Ганка опустила голову на его плечо. Валер уткнул нос в ворох ее кудрявых волос.
Волосы пахли полынью. Валер обожал этот запах! Мама разводила дома хризантемы – это были ее любимые цветы, – и Валерка еще малышом общипывал листья, растирал между ладонями и нюхал, нюхал, потому что эти зимние цветы пахли летней полынью. В любое время года!
Ганкины волосы пахли полынью. Это было удивительно, но вместе с тем ничего другого и быть не могло, Валер это прекрасно понимал. Ведь он не влюбился бы в нее так… смертельно, если бы она не была именно такой, какая ему нужна, – от этих кукольных ресниц до аромата волос.
Они сидели на полу, а остальные стояли и смотрели на них.
Вдруг раздался какой-то странный звук.
Валер поднял голову и обнаружил, что это всхлипнула Валюшка. Да как громко! А через мгновение она уже рыдала и бормотала сквозь слезы что-то неразборчивое.

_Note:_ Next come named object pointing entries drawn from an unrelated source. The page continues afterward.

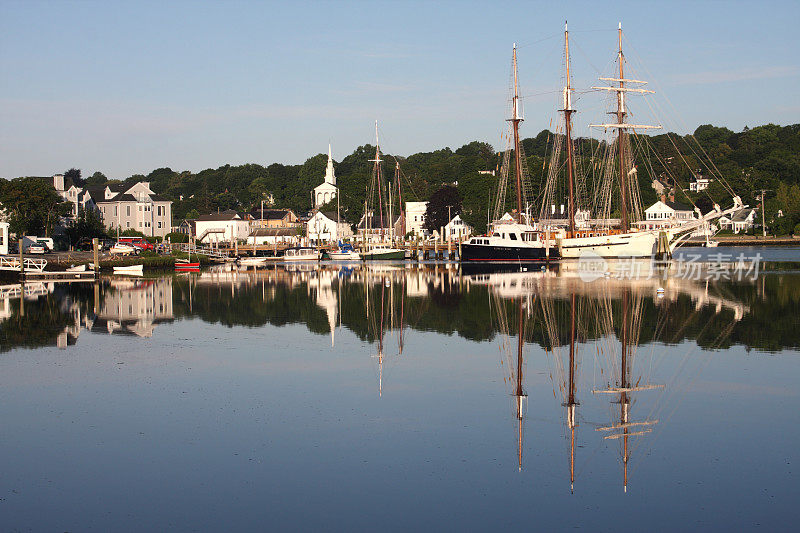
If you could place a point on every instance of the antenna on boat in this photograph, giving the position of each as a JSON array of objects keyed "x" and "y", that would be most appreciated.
[
  {"x": 568, "y": 133},
  {"x": 515, "y": 120}
]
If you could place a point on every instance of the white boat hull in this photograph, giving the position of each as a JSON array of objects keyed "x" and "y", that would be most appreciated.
[
  {"x": 253, "y": 261},
  {"x": 133, "y": 270},
  {"x": 640, "y": 244},
  {"x": 344, "y": 256}
]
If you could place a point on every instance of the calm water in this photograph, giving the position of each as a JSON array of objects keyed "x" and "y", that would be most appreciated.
[{"x": 396, "y": 397}]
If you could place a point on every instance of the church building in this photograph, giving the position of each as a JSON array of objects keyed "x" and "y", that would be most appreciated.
[{"x": 327, "y": 191}]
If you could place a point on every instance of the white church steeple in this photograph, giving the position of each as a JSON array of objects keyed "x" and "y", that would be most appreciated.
[
  {"x": 330, "y": 177},
  {"x": 327, "y": 190}
]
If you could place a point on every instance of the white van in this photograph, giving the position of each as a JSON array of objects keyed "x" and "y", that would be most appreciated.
[{"x": 30, "y": 240}]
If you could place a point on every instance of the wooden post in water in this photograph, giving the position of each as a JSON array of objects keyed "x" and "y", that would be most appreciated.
[
  {"x": 96, "y": 265},
  {"x": 21, "y": 261}
]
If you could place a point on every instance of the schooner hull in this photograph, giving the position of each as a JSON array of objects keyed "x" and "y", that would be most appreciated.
[
  {"x": 383, "y": 255},
  {"x": 610, "y": 246},
  {"x": 506, "y": 254}
]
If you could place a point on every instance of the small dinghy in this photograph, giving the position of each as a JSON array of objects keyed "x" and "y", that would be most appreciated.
[{"x": 132, "y": 270}]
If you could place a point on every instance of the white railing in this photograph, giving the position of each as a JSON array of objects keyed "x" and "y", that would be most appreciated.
[{"x": 31, "y": 265}]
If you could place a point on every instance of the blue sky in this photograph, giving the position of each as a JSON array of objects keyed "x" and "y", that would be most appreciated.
[{"x": 126, "y": 87}]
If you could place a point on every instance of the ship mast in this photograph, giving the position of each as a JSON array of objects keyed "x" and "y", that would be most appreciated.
[
  {"x": 377, "y": 162},
  {"x": 621, "y": 126},
  {"x": 621, "y": 136},
  {"x": 568, "y": 131},
  {"x": 515, "y": 120}
]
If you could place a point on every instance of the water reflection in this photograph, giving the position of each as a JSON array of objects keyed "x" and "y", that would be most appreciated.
[
  {"x": 436, "y": 298},
  {"x": 588, "y": 376}
]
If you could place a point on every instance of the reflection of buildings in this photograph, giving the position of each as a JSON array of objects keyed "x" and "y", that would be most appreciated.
[
  {"x": 326, "y": 298},
  {"x": 135, "y": 307},
  {"x": 601, "y": 319}
]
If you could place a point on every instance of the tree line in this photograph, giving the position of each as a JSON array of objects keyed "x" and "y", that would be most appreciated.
[{"x": 762, "y": 158}]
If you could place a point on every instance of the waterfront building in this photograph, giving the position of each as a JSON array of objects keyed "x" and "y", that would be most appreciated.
[
  {"x": 666, "y": 213},
  {"x": 457, "y": 229},
  {"x": 744, "y": 220},
  {"x": 274, "y": 236},
  {"x": 327, "y": 226},
  {"x": 415, "y": 218},
  {"x": 327, "y": 191},
  {"x": 4, "y": 238},
  {"x": 227, "y": 226},
  {"x": 135, "y": 207},
  {"x": 274, "y": 218}
]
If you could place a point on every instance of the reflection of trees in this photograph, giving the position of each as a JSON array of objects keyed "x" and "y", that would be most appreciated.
[
  {"x": 770, "y": 323},
  {"x": 43, "y": 320}
]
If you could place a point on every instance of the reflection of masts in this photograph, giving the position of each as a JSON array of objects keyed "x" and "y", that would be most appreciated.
[
  {"x": 515, "y": 120},
  {"x": 624, "y": 390},
  {"x": 571, "y": 402},
  {"x": 519, "y": 394}
]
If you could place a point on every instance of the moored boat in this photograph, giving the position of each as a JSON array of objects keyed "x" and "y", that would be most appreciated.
[
  {"x": 345, "y": 252},
  {"x": 131, "y": 270},
  {"x": 301, "y": 253},
  {"x": 252, "y": 261},
  {"x": 383, "y": 253}
]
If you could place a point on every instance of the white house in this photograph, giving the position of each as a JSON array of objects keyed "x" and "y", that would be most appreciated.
[
  {"x": 4, "y": 238},
  {"x": 135, "y": 207},
  {"x": 415, "y": 218},
  {"x": 699, "y": 183},
  {"x": 457, "y": 229},
  {"x": 666, "y": 213},
  {"x": 742, "y": 221},
  {"x": 327, "y": 191},
  {"x": 222, "y": 227},
  {"x": 327, "y": 227},
  {"x": 274, "y": 236}
]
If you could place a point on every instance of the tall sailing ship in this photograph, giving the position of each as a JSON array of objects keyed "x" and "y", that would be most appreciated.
[
  {"x": 379, "y": 231},
  {"x": 618, "y": 185},
  {"x": 511, "y": 239}
]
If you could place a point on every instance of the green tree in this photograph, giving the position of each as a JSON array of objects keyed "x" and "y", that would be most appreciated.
[
  {"x": 444, "y": 203},
  {"x": 33, "y": 205},
  {"x": 74, "y": 174},
  {"x": 97, "y": 179}
]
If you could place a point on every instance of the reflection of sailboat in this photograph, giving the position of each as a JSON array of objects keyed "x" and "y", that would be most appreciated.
[
  {"x": 625, "y": 429},
  {"x": 384, "y": 248},
  {"x": 511, "y": 239},
  {"x": 514, "y": 362}
]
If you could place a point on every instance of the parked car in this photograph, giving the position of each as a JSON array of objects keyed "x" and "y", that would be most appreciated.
[
  {"x": 123, "y": 249},
  {"x": 138, "y": 242}
]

– Что ты говоришь, Дистельфинк? – переспросил Витки Сейтман, и Валюшка прокричала:
– Да неужели меня никто так не полюбит?!
Витки Сейтман и Азанде разом шагнули вперед, но Валюшка раздраженно отмахнулась:
– Только не говорите мне про викингов и вождей племен с их бивнями! Мне это не нужно! Мне нужно просто, чтобы кто-нибудь влюбился и вот так же с ума по мне сходил два года и… и… до самой смерти! Неужели никто не полюбит? Никто?!
В голосе ее звучало такое отчаяние, что Валеру почудилось, будто даже стены дома задрожали.
И внезапно раздался голос, он доносился снаружи – звонкий юношеский голос:
– Валюшка! Я! Я люблю тебя! Я! Никто!
Валюшка застыла с раскрытым ртом, а потом кинулась к двери с криком:
– Никто! Никто! Я сейчас выйду!
Она хотела потянуть дверь на себя, но на двери не было ручки. Ударилась в дверь всем телом, но та даже не дрогнула.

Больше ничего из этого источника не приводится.